第3章 後編 愛する彼女と死の外科医
二人はフレバンスが一望できる丘に辿り着いた。
1年前は殺風景だったこの場所も、今は美しい花々を咲かせている。
フレバンスには冬でも咲く花があるのだ。
ローは息を荒げながらその場所に座ると、ユーリの安否を確認した。
そして彼女がまだ生きていることに安堵のため息を吐くと、ユーリに視線を送った。
その視線は、早く能力を使えと訴えている。
「……綺麗だね」
ユーリはローから視線を外すと、美しい花々と、フレバンスの街並みを見てそう呟いた。
フレバンスは本当に美しい街である。
それは近隣諸国にも言えることであるが、今は見る影もない。
ユーリはローに背を預けるような形で座り込むと、能力を発動させた。
「病院の食堂のご飯、美味しいからちゃんと食べたがいいよ」
「…ユーリ?」
遠くで僅かに地響きが聞こえてきた。
彼女は回復してるのか?
ローは不安が頭をよぎり、胸のざわつきが収まらなかった。
「フレバンスの国民や周りの国の王と、ちゃんと仲良くしてね。ってローは人望あるから、心配する必要ないかもだけど」
「…おい、何を言っている…なんでそんな話…」
ローはユーリの顔を覗き込んで意味が分からないと訴えるが、彼女は笑みを浮かべているだけだった。

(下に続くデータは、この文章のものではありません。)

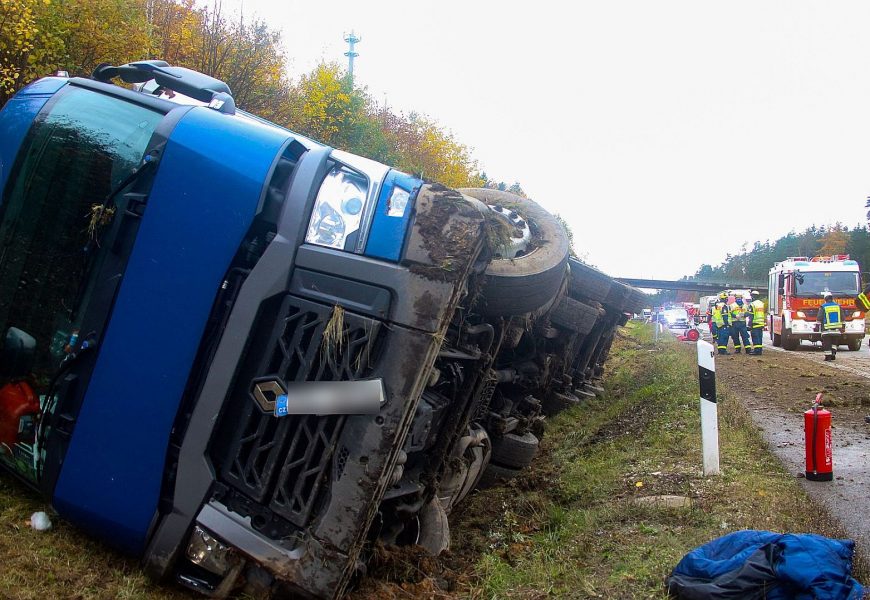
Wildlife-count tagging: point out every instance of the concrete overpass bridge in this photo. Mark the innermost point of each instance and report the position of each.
(706, 287)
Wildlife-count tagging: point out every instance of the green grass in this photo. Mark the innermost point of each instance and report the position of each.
(579, 533)
(62, 562)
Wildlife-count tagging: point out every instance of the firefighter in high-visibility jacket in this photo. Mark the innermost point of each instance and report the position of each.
(756, 328)
(739, 333)
(830, 320)
(722, 320)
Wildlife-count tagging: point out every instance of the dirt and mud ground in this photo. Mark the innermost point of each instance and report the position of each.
(779, 386)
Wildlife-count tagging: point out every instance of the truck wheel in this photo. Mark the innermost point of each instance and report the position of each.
(515, 451)
(495, 475)
(789, 342)
(527, 281)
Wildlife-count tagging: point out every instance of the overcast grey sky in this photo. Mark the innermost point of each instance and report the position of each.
(667, 133)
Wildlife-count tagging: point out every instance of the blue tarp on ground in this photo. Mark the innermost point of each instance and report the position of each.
(762, 564)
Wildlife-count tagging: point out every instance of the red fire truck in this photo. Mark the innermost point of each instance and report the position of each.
(797, 287)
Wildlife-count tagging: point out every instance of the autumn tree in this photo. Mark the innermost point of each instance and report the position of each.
(29, 45)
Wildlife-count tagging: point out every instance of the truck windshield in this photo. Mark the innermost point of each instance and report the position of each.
(818, 282)
(75, 154)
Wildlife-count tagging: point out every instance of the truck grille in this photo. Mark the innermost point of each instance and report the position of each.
(284, 462)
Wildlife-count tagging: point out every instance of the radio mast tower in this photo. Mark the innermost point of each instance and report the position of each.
(351, 39)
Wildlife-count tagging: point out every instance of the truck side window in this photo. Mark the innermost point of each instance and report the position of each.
(73, 157)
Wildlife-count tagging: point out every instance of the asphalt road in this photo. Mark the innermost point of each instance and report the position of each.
(847, 498)
(853, 362)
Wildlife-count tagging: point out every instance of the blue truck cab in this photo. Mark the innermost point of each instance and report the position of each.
(177, 277)
(168, 270)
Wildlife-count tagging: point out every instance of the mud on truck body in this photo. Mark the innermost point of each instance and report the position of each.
(172, 274)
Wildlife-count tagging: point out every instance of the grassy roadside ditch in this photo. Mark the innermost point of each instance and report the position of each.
(570, 528)
(574, 527)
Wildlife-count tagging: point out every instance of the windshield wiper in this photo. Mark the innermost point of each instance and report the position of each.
(102, 212)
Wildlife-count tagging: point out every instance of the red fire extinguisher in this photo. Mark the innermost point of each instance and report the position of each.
(820, 445)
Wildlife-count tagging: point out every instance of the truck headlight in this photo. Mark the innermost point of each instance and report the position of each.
(338, 208)
(207, 552)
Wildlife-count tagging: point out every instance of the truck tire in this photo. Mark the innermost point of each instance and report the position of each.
(515, 451)
(524, 284)
(789, 342)
(495, 475)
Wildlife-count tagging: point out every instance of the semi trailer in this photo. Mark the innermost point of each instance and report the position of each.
(182, 282)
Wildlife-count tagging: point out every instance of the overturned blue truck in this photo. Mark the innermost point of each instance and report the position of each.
(173, 273)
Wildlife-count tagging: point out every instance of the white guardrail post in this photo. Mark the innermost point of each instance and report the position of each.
(709, 410)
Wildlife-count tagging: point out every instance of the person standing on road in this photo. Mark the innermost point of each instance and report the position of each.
(830, 320)
(714, 331)
(756, 309)
(739, 333)
(722, 318)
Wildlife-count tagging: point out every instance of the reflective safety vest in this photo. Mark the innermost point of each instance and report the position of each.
(833, 318)
(718, 316)
(738, 313)
(758, 316)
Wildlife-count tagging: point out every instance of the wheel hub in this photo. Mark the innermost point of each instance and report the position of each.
(521, 234)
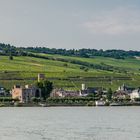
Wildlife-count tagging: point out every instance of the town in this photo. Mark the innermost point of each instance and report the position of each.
(38, 95)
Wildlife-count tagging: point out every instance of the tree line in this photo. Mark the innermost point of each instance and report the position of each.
(7, 49)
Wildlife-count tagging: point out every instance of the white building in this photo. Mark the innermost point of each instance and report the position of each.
(135, 94)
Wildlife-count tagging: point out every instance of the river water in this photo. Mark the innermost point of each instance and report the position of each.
(70, 123)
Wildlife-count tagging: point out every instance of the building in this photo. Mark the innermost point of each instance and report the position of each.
(125, 89)
(64, 93)
(25, 94)
(41, 77)
(99, 103)
(135, 94)
(121, 95)
(3, 92)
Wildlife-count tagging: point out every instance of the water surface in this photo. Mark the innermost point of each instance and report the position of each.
(70, 123)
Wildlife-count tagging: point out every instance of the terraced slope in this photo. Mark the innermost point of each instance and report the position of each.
(70, 72)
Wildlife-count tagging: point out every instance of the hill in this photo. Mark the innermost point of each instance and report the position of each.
(70, 72)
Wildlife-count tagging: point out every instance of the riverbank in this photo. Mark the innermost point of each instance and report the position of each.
(63, 105)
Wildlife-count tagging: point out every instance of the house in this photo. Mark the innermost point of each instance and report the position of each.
(125, 89)
(92, 90)
(25, 94)
(100, 103)
(121, 95)
(135, 94)
(64, 93)
(3, 92)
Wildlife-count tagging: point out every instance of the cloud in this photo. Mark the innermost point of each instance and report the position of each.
(115, 22)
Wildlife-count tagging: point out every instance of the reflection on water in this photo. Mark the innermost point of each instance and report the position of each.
(70, 123)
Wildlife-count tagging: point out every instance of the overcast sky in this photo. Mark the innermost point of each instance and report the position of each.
(99, 24)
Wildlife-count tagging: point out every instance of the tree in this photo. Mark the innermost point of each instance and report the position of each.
(109, 94)
(10, 57)
(46, 88)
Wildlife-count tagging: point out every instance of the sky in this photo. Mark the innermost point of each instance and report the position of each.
(97, 24)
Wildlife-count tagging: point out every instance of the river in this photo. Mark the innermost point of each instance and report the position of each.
(70, 123)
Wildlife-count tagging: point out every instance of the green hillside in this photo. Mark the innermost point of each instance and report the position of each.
(68, 74)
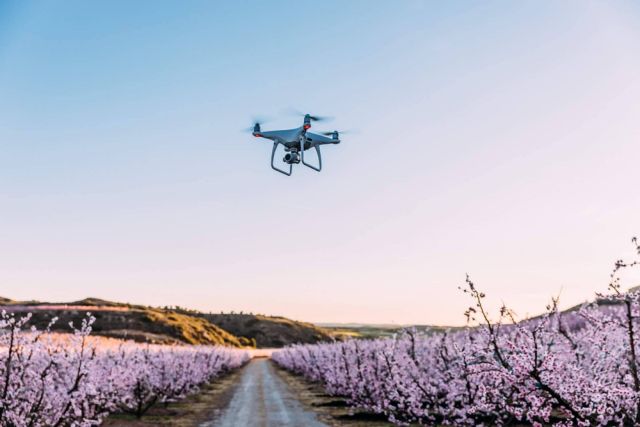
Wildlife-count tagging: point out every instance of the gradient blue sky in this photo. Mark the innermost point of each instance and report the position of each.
(495, 138)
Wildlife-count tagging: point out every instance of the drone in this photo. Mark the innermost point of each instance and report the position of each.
(296, 142)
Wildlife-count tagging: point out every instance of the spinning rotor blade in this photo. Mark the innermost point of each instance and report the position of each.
(341, 132)
(314, 118)
(257, 120)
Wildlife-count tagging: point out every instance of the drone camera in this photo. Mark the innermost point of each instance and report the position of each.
(291, 158)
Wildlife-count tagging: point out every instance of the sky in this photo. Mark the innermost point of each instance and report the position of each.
(499, 139)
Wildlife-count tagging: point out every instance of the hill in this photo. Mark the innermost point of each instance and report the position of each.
(170, 325)
(269, 331)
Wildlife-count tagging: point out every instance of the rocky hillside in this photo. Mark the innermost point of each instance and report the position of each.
(169, 325)
(269, 331)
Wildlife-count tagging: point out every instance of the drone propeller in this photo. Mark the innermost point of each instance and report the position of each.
(257, 120)
(313, 118)
(341, 132)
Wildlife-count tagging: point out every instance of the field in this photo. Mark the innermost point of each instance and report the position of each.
(51, 379)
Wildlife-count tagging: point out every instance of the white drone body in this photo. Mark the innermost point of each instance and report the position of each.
(296, 142)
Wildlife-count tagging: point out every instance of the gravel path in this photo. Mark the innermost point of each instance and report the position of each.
(262, 399)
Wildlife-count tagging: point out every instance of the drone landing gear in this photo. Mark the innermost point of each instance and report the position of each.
(273, 166)
(319, 168)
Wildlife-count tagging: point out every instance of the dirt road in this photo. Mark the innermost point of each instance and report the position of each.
(262, 399)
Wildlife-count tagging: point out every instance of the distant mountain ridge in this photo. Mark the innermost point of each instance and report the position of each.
(170, 325)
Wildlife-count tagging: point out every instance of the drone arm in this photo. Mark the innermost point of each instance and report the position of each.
(273, 166)
(319, 168)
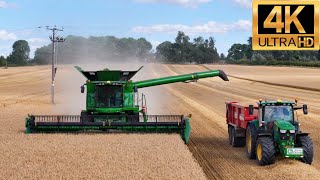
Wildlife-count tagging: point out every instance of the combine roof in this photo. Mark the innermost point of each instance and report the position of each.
(108, 75)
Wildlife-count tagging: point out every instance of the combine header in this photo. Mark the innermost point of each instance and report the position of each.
(113, 104)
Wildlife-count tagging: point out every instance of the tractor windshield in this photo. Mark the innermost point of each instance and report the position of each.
(272, 113)
(109, 96)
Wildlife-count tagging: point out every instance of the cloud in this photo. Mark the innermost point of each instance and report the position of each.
(184, 3)
(209, 27)
(4, 4)
(244, 3)
(5, 35)
(37, 40)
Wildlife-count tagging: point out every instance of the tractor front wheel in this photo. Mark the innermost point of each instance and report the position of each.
(306, 143)
(265, 151)
(251, 142)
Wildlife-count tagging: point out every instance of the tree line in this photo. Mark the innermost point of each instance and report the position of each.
(77, 49)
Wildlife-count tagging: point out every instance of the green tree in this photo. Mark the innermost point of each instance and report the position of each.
(43, 55)
(20, 53)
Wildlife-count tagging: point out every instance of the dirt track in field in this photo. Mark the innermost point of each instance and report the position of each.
(28, 92)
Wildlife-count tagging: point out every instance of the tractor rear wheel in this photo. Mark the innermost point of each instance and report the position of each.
(229, 134)
(251, 142)
(265, 151)
(306, 143)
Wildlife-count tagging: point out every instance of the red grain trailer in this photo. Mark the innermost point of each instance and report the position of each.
(237, 117)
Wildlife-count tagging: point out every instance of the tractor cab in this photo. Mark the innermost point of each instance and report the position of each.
(277, 131)
(271, 111)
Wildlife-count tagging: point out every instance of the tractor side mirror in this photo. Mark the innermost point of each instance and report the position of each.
(305, 109)
(251, 109)
(82, 89)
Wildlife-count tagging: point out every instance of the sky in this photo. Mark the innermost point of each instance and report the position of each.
(228, 21)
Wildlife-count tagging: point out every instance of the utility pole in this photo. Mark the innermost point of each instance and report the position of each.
(54, 39)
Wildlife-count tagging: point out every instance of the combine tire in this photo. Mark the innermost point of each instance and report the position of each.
(306, 143)
(265, 151)
(251, 142)
(233, 140)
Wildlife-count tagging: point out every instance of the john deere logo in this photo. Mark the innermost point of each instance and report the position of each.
(285, 25)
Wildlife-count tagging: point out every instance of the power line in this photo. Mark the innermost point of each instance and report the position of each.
(55, 39)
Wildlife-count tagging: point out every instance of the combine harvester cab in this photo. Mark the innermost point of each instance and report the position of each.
(268, 129)
(112, 103)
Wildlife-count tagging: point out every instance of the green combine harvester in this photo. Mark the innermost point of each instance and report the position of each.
(113, 104)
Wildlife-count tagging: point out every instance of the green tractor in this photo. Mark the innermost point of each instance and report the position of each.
(113, 103)
(277, 131)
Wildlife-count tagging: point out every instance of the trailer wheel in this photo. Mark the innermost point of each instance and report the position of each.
(306, 143)
(265, 151)
(251, 142)
(236, 141)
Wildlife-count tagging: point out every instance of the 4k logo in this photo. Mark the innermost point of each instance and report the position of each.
(285, 25)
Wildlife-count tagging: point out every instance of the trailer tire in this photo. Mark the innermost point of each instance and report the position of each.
(265, 151)
(306, 143)
(236, 141)
(251, 136)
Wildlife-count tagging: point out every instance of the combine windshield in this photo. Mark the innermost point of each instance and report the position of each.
(109, 96)
(272, 113)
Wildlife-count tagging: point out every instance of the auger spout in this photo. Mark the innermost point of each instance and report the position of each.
(181, 78)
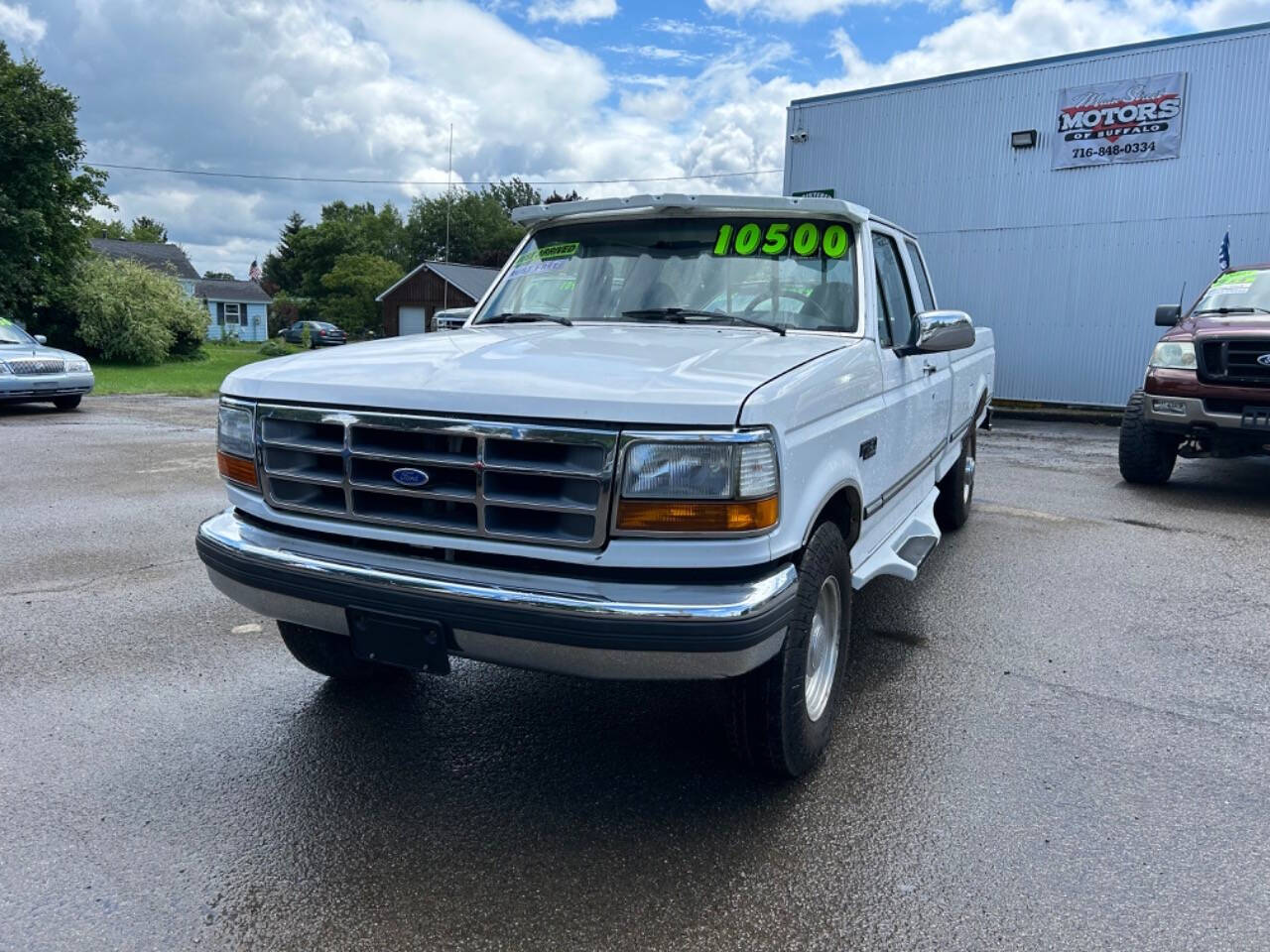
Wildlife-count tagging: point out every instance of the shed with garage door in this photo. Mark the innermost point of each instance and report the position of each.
(1060, 200)
(411, 304)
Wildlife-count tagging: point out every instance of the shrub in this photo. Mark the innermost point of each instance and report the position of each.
(134, 315)
(273, 348)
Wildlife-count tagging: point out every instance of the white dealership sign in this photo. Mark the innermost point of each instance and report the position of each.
(1129, 121)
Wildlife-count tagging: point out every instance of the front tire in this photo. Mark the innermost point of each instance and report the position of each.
(331, 654)
(956, 488)
(1146, 456)
(781, 715)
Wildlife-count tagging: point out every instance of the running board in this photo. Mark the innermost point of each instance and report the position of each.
(902, 555)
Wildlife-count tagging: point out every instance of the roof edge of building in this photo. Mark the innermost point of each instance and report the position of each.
(1029, 63)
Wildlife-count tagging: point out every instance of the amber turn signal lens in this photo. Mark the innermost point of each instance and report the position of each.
(235, 468)
(644, 516)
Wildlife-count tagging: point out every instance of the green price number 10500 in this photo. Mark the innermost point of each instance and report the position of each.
(779, 238)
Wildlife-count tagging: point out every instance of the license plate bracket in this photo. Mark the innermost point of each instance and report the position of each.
(1256, 417)
(403, 642)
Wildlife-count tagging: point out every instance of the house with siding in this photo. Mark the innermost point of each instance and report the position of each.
(236, 308)
(411, 304)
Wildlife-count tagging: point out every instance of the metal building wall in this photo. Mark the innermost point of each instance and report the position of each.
(1066, 266)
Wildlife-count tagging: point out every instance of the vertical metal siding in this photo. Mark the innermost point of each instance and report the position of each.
(1066, 266)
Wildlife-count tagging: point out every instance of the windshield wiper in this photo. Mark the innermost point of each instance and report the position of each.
(680, 315)
(525, 317)
(1233, 309)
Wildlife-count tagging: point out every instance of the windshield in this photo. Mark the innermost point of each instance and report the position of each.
(12, 334)
(1238, 291)
(797, 273)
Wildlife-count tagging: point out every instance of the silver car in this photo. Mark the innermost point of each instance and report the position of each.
(32, 372)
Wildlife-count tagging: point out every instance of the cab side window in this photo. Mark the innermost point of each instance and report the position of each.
(924, 280)
(894, 295)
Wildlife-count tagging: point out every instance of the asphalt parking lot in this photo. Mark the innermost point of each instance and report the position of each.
(1057, 738)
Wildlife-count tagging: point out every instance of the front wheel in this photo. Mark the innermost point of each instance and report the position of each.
(781, 715)
(1146, 454)
(331, 654)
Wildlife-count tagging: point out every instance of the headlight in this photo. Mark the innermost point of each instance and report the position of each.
(1179, 356)
(235, 444)
(715, 484)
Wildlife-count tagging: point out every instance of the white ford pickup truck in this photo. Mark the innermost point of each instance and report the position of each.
(672, 438)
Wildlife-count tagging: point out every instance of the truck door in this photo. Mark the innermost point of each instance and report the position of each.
(916, 386)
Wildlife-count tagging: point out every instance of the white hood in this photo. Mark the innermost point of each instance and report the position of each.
(587, 373)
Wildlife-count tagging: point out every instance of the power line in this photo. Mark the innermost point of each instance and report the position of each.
(414, 181)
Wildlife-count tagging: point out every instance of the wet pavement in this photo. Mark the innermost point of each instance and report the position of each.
(1057, 738)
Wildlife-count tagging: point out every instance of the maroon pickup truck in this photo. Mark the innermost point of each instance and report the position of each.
(1207, 382)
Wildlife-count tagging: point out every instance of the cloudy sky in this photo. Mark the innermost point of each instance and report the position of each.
(552, 90)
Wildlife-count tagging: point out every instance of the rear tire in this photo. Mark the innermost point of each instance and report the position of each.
(1146, 456)
(331, 654)
(781, 715)
(956, 488)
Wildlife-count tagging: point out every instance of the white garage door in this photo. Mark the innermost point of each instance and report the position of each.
(412, 320)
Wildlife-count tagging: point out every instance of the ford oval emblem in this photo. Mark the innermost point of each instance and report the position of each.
(407, 476)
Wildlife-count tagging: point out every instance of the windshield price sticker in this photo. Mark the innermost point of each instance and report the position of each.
(520, 271)
(806, 240)
(548, 253)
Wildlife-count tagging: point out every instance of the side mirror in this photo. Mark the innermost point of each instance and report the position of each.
(942, 330)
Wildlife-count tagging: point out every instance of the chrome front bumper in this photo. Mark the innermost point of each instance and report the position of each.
(48, 386)
(585, 626)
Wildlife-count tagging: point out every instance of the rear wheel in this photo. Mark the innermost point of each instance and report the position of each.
(956, 488)
(331, 654)
(781, 715)
(1146, 454)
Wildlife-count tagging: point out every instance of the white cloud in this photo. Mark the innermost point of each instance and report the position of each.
(648, 51)
(18, 26)
(367, 89)
(572, 10)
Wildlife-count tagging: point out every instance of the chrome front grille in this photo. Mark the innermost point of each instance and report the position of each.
(35, 366)
(495, 480)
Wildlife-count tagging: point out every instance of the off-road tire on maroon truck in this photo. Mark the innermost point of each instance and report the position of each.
(956, 488)
(331, 654)
(1146, 456)
(770, 722)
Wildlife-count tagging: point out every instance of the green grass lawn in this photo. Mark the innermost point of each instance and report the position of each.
(178, 377)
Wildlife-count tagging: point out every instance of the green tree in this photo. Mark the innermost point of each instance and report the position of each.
(98, 227)
(352, 286)
(131, 313)
(480, 229)
(513, 193)
(45, 195)
(146, 229)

「そういえば洗濯物干しっぱなしだったな。洗い物もしてなかったかも…」
普通に世間話をするかのように、彼女は身の回りのことを話し続けた。
どこに何があって、何がないのか。
話を黙ってい聞いていたローの表情が、だんだん青ざめていった。
「私……とても幸せだったよ。ありがとう」
ーーーそして、ごめんね。
ユーリの右手が、僅かに動いていた。
「…っ!!」
ローはユーリの手を掴み止めさせようとしたが、鳴り響く地響きは収まらなかった。
ユーリが使った最後の力は、無残にも破壊された3つの国を、再生させるものだった。